Commerzbank analysts Michael Pfister and Norman Liebke highlight that Mexico's latest inflation data and Banxico meeting minutes reinforce a dovish stance by the central bank, following a recent interest rate cut. The minutes indicate minimal upward revisions to inflation forecasts and no immediate need for Banxico to react to the Iran war shock, with further rate cuts expected if energy pressures remain contained. The analysts project that the Mexican Peso (MXN) will depreciate over the coming months, as Banxico is unlikely to deviate from its current policy unless energy inflation significantly impacts core inflation components, which is not anticipated in their base case scenario [1].
Meanwhile, Brown Brothers Harriman’s Elias Haddad reports that global markets are trading cautiously ahead of US-Iran ceasefire talks scheduled for the weekend in Islamabad.

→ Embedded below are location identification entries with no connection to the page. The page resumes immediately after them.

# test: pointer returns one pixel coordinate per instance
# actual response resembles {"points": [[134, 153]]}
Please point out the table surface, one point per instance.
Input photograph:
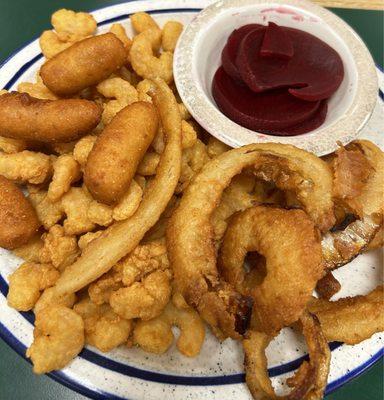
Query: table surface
{"points": [[22, 20]]}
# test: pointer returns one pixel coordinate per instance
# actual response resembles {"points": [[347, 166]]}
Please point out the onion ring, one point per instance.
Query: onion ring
{"points": [[190, 235], [351, 319], [363, 194], [291, 246], [122, 237], [310, 380]]}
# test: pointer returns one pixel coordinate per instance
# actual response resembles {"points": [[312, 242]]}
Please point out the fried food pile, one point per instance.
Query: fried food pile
{"points": [[137, 220]]}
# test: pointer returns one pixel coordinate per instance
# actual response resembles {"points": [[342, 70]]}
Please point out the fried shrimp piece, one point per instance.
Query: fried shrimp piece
{"points": [[310, 380], [120, 32], [58, 338], [87, 238], [29, 118], [59, 249], [104, 329], [66, 170], [196, 275], [8, 145], [352, 319], [121, 146], [327, 286], [119, 89], [143, 60], [26, 166], [121, 238], [148, 164], [84, 64], [193, 160], [72, 26], [145, 299], [18, 219], [143, 260], [83, 148], [48, 213], [142, 21], [170, 35], [238, 196], [51, 45], [291, 246], [155, 335], [215, 147], [31, 250], [75, 205], [129, 203], [358, 176], [101, 290], [27, 283]]}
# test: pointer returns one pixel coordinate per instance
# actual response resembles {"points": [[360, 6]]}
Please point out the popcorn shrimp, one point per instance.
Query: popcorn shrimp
{"points": [[58, 338]]}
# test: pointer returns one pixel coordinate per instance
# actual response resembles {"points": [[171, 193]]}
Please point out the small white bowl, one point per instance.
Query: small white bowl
{"points": [[198, 55]]}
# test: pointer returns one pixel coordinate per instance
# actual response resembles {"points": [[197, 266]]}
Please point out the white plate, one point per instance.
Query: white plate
{"points": [[218, 372]]}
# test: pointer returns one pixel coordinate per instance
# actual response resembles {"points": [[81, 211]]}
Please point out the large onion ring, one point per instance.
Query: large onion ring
{"points": [[362, 195], [291, 246], [190, 235], [310, 380], [122, 237]]}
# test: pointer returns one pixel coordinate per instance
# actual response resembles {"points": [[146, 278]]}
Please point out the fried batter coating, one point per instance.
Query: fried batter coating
{"points": [[83, 148], [103, 328], [120, 147], [352, 319], [72, 26], [66, 170], [48, 213], [100, 214], [145, 299], [215, 147], [142, 21], [143, 260], [129, 203], [58, 338], [291, 246], [8, 145], [87, 238], [37, 90], [31, 250], [75, 204], [26, 166], [155, 335], [119, 89], [143, 60], [29, 118], [27, 283], [58, 249], [101, 290], [18, 219], [148, 164], [84, 64], [170, 35], [51, 45]]}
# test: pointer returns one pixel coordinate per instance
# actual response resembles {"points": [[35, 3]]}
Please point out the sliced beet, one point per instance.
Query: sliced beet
{"points": [[306, 126], [313, 73], [266, 111], [229, 53], [276, 43]]}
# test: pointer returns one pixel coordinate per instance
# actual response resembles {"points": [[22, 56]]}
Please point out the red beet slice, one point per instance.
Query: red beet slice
{"points": [[229, 53], [276, 43], [306, 126], [266, 111], [313, 73]]}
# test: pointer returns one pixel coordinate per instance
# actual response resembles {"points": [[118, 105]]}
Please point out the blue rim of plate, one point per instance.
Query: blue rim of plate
{"points": [[134, 372]]}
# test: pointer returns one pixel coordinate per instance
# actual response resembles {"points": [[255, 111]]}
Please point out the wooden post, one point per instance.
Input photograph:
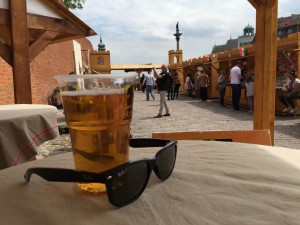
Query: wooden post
{"points": [[265, 66], [20, 46]]}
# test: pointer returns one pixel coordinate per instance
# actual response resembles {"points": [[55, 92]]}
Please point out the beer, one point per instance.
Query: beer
{"points": [[99, 123]]}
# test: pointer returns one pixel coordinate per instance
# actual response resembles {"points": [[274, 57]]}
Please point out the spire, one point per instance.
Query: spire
{"points": [[101, 46]]}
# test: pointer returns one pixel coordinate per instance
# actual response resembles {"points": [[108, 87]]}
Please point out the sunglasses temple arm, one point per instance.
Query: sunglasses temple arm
{"points": [[147, 142], [64, 175]]}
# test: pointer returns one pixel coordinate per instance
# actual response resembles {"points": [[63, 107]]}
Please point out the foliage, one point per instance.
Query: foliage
{"points": [[74, 4]]}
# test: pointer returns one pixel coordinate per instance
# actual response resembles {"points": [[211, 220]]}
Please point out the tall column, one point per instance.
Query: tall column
{"points": [[20, 46], [265, 65]]}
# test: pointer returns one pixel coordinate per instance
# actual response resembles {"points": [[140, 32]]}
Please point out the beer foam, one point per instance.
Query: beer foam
{"points": [[94, 92]]}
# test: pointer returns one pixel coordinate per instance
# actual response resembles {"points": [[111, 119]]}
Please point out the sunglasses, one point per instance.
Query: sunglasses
{"points": [[124, 183]]}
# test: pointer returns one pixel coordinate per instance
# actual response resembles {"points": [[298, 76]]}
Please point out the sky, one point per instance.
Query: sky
{"points": [[141, 31]]}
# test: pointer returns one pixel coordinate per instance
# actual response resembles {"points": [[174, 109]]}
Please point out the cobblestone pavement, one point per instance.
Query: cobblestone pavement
{"points": [[187, 114]]}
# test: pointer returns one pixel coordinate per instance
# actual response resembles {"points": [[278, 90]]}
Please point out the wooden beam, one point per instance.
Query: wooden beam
{"points": [[254, 3], [265, 67], [6, 53], [19, 37], [4, 16], [53, 24], [41, 43]]}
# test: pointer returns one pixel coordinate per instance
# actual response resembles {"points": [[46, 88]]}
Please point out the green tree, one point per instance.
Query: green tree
{"points": [[74, 4]]}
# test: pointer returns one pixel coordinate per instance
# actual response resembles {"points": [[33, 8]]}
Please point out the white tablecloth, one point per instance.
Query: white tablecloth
{"points": [[23, 127], [212, 183]]}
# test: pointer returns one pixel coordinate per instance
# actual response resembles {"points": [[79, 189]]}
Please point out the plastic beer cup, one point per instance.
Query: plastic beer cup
{"points": [[98, 111]]}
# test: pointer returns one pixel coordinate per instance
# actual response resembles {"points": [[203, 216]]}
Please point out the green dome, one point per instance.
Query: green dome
{"points": [[101, 46], [249, 30]]}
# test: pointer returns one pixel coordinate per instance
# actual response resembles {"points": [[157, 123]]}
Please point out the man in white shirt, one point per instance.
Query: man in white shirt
{"points": [[235, 82], [149, 81]]}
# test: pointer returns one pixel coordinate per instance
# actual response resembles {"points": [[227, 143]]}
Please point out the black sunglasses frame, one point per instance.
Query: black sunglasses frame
{"points": [[107, 177]]}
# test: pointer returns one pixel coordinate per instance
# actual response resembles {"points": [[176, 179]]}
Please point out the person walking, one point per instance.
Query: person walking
{"points": [[235, 83], [197, 84], [162, 87], [149, 81], [221, 87], [293, 88], [176, 84], [189, 85], [170, 87], [141, 82], [203, 83], [250, 92]]}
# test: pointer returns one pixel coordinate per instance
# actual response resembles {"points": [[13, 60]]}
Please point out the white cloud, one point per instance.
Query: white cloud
{"points": [[138, 31]]}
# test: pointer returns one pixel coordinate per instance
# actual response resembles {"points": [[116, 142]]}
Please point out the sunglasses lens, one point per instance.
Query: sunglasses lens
{"points": [[128, 184], [166, 161]]}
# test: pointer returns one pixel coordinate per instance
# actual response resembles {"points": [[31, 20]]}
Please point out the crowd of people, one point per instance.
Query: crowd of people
{"points": [[238, 78]]}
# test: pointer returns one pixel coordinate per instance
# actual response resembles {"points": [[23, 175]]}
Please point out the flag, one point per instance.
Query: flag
{"points": [[243, 52]]}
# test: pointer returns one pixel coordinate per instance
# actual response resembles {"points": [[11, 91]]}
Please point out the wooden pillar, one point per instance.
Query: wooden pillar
{"points": [[265, 65], [20, 46]]}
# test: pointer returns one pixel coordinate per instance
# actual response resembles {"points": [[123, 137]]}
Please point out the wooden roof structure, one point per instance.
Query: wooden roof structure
{"points": [[26, 28], [135, 67], [265, 63]]}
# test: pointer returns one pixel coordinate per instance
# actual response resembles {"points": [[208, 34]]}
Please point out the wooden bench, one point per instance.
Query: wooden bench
{"points": [[261, 137]]}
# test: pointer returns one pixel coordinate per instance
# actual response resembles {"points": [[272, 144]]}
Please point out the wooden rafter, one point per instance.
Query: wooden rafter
{"points": [[23, 36]]}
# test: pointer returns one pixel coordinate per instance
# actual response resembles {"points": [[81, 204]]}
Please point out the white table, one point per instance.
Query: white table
{"points": [[23, 127], [212, 183]]}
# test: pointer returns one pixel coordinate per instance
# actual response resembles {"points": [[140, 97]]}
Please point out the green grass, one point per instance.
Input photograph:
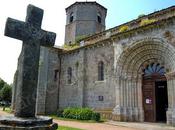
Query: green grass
{"points": [[67, 128], [7, 109], [82, 121]]}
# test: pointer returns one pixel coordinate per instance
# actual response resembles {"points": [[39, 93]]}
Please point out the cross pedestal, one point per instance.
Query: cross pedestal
{"points": [[33, 37]]}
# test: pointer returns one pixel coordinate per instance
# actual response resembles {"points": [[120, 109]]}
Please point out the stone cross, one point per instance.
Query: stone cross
{"points": [[33, 37]]}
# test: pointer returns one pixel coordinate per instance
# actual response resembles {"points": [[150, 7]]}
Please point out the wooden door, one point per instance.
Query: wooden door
{"points": [[149, 99]]}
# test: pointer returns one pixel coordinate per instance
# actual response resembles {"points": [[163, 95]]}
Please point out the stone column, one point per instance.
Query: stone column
{"points": [[117, 111], [170, 88], [135, 100], [140, 100]]}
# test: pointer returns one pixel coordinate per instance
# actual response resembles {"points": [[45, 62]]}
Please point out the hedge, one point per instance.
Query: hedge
{"points": [[79, 114]]}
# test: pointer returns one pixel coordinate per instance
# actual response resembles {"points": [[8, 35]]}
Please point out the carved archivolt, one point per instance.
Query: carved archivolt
{"points": [[135, 57]]}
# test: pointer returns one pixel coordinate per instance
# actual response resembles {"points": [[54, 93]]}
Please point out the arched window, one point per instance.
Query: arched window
{"points": [[69, 75], [101, 71], [71, 19], [99, 17]]}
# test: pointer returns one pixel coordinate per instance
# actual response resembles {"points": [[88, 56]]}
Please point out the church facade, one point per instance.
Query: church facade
{"points": [[127, 73]]}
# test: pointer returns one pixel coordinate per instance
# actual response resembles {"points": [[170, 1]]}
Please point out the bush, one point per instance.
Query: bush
{"points": [[146, 21], [60, 113], [123, 28], [96, 116], [141, 15], [81, 114]]}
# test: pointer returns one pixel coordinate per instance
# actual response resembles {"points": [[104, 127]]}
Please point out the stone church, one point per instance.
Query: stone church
{"points": [[127, 73]]}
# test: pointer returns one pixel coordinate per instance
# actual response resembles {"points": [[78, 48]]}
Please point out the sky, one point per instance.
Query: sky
{"points": [[119, 11]]}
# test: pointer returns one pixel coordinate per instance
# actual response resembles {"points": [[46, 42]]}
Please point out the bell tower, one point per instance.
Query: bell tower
{"points": [[83, 19]]}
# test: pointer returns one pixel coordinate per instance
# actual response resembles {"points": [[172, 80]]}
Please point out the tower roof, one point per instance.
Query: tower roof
{"points": [[84, 3]]}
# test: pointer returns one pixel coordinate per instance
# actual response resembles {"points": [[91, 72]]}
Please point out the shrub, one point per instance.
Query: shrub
{"points": [[146, 21], [80, 114], [141, 15], [71, 46], [60, 113], [96, 116], [123, 28]]}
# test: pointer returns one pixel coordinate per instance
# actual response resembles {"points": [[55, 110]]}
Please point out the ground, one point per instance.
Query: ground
{"points": [[111, 125]]}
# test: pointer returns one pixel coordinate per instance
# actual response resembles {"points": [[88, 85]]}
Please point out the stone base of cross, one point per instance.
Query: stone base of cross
{"points": [[33, 37]]}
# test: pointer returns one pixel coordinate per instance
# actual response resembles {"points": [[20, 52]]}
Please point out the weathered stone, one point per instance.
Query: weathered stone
{"points": [[33, 37]]}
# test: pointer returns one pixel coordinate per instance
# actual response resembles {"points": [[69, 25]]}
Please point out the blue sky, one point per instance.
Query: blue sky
{"points": [[119, 11]]}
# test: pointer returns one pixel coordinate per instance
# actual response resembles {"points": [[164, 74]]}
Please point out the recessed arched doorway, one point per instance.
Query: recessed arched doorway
{"points": [[155, 99]]}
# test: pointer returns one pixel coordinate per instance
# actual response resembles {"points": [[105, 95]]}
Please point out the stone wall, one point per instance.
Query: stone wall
{"points": [[47, 93], [85, 88]]}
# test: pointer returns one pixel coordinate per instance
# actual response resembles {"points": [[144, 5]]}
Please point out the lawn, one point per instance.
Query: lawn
{"points": [[67, 128], [82, 121]]}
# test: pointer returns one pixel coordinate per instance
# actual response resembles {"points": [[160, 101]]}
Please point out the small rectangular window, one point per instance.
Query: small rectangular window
{"points": [[55, 75]]}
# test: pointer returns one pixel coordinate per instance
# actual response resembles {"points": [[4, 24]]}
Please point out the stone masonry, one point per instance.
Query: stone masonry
{"points": [[125, 55]]}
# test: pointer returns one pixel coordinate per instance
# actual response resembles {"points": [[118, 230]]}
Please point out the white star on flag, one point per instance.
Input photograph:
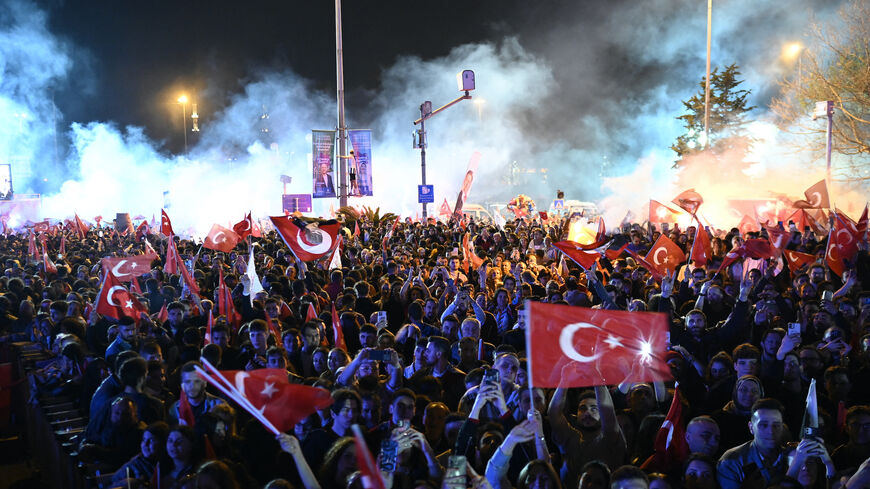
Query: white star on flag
{"points": [[269, 390], [613, 341]]}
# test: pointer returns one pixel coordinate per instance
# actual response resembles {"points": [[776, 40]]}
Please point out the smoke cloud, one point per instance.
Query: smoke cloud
{"points": [[590, 94]]}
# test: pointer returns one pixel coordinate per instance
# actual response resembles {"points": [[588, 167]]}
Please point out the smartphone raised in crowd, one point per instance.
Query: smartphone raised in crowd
{"points": [[491, 376], [454, 477]]}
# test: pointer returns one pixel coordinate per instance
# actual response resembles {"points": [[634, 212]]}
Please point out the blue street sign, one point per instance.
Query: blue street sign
{"points": [[425, 194]]}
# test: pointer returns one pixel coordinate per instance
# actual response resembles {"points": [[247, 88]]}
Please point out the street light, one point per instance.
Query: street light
{"points": [[792, 51], [465, 80], [183, 101]]}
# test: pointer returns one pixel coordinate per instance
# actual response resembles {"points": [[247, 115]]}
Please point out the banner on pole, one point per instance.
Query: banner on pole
{"points": [[467, 180], [323, 157], [361, 144]]}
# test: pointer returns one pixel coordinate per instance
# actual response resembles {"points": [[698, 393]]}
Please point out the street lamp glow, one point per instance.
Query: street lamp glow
{"points": [[792, 50]]}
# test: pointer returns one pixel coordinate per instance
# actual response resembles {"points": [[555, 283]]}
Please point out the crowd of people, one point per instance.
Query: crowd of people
{"points": [[434, 367]]}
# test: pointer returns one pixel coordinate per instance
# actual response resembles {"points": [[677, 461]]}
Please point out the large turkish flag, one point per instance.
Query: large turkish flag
{"points": [[308, 242], [665, 255], [578, 347]]}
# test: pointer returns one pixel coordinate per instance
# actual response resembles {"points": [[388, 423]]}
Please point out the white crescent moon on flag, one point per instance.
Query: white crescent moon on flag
{"points": [[240, 381], [323, 247], [656, 256], [111, 293], [116, 270], [848, 235], [566, 342]]}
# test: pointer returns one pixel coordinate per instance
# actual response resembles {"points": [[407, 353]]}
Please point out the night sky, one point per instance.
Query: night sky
{"points": [[589, 91]]}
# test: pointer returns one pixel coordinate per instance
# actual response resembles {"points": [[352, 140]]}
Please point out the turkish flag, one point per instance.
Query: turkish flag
{"points": [[817, 197], [758, 249], [171, 264], [577, 347], [862, 224], [185, 411], [689, 201], [124, 268], [308, 242], [445, 211], [748, 225], [337, 332], [32, 251], [311, 313], [116, 302], [282, 403], [142, 231], [221, 239], [165, 223], [670, 444], [47, 265], [665, 255], [778, 238], [842, 244], [80, 227], [245, 227], [580, 256], [802, 219], [659, 213], [796, 259], [702, 248]]}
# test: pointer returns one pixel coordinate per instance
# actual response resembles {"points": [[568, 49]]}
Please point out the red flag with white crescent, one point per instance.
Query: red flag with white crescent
{"points": [[245, 227], [577, 254], [337, 332], [702, 248], [165, 223], [578, 347], [282, 403], [817, 197], [689, 201], [842, 244], [308, 242], [665, 255], [221, 239], [659, 213], [115, 301], [796, 259], [124, 268]]}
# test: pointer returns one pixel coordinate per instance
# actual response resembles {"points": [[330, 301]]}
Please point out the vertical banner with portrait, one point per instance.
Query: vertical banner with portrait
{"points": [[467, 180], [323, 157], [361, 163]]}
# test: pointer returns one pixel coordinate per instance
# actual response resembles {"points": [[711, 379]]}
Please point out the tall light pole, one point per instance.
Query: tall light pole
{"points": [[707, 79], [465, 79], [342, 130], [183, 101]]}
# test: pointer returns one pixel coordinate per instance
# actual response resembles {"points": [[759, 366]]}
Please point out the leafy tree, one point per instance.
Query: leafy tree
{"points": [[834, 65], [728, 106]]}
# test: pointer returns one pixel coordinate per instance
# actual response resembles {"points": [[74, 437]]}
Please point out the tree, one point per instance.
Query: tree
{"points": [[728, 107], [835, 65]]}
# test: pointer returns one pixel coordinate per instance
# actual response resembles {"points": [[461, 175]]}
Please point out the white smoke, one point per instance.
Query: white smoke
{"points": [[563, 98]]}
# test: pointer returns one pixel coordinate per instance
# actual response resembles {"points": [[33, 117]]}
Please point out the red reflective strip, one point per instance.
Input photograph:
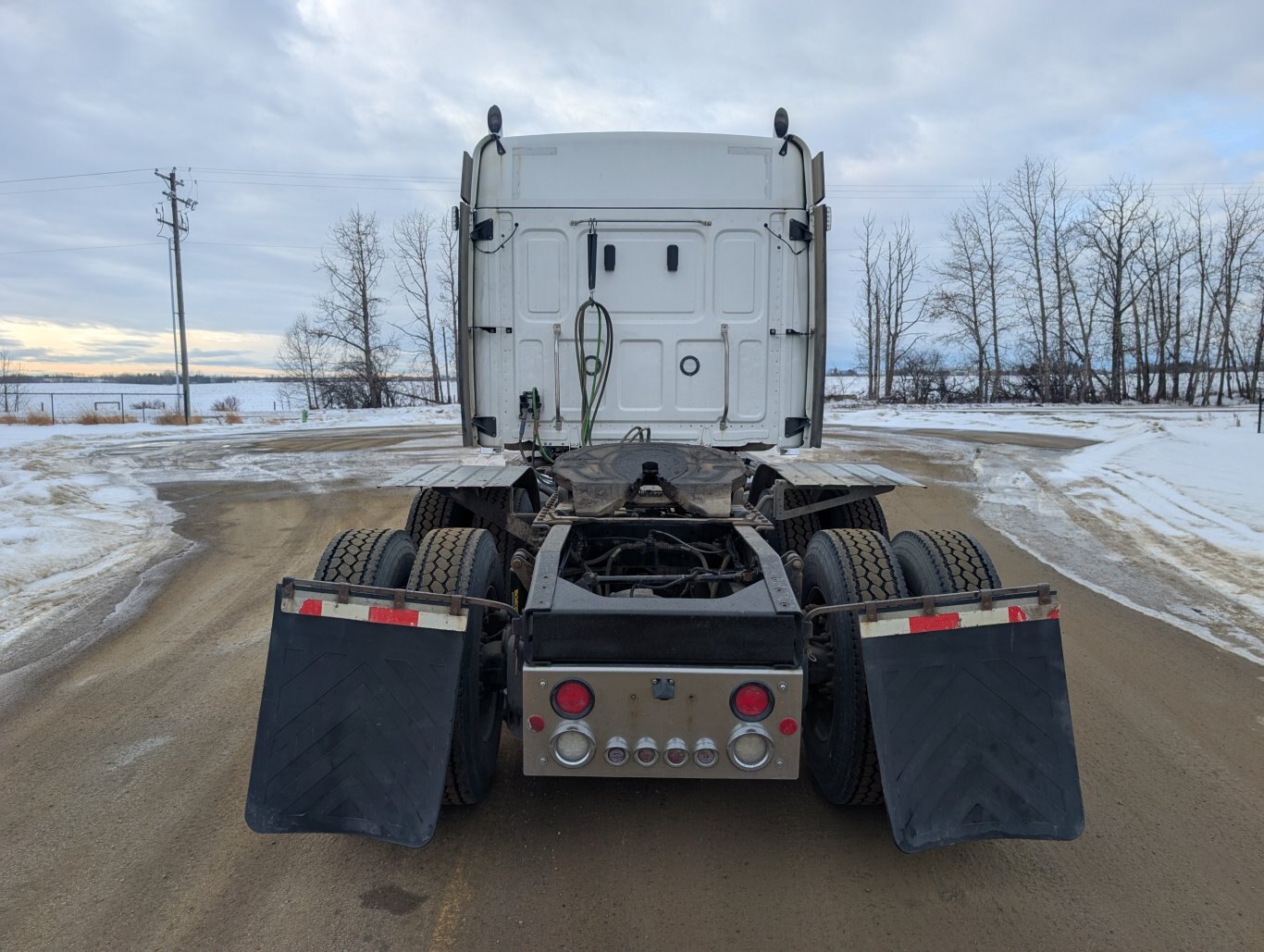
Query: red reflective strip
{"points": [[393, 616], [935, 623]]}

Brent crude oil prices have risen 8% from Wednesday’s low, US stocks are fluctuating, European stocks are up, and global bond yields have ticked higher but remain below end-March highs. The US Dollar Index (DXY) has stabilized, with Haddad suggesting that if shipping security fears have peaked, risk appetite could improve and anchor the DXY within a 96.00–100.00 range. Despite this, BBH maintains a structurally bearish USD view due to concerns over US trade and security policy, fiscal credibility, and Fed politicization [2].
Haddad notes that as long as US inflation and inflation expectations remain contained, the Federal Reserve will have room to resume easing to support the labor market and consumer spending, which has shown weakness. Real personal spending growth undershot consensus at 0.1% month-on-month in February (consensus: +0.2%) versus 0.0% in January (revised down from +0.1%) [2].
Both sources emphasize the importance of inflation dynamics and central bank policy in shaping currency outlooks. While Banxico’s dovish stance is expected to lead to further MXN depreciation, the USD’s stabilization is seen as contingent on easing shipping risks and contained inflation, with structural bearishness persisting due to US policy concerns [1][2].
CONCLUSION
Banxico's dovish approach and minimal inflation forecast revisions point to further MXN depreciation, while global markets remain cautious amid shipping risks and US-Iran talks. The USD has stabilized but faces structural bearishness tied to US policy and fiscal concerns. Overall, central bank policy and inflation trends are key drivers for both MXN and USD outlooks.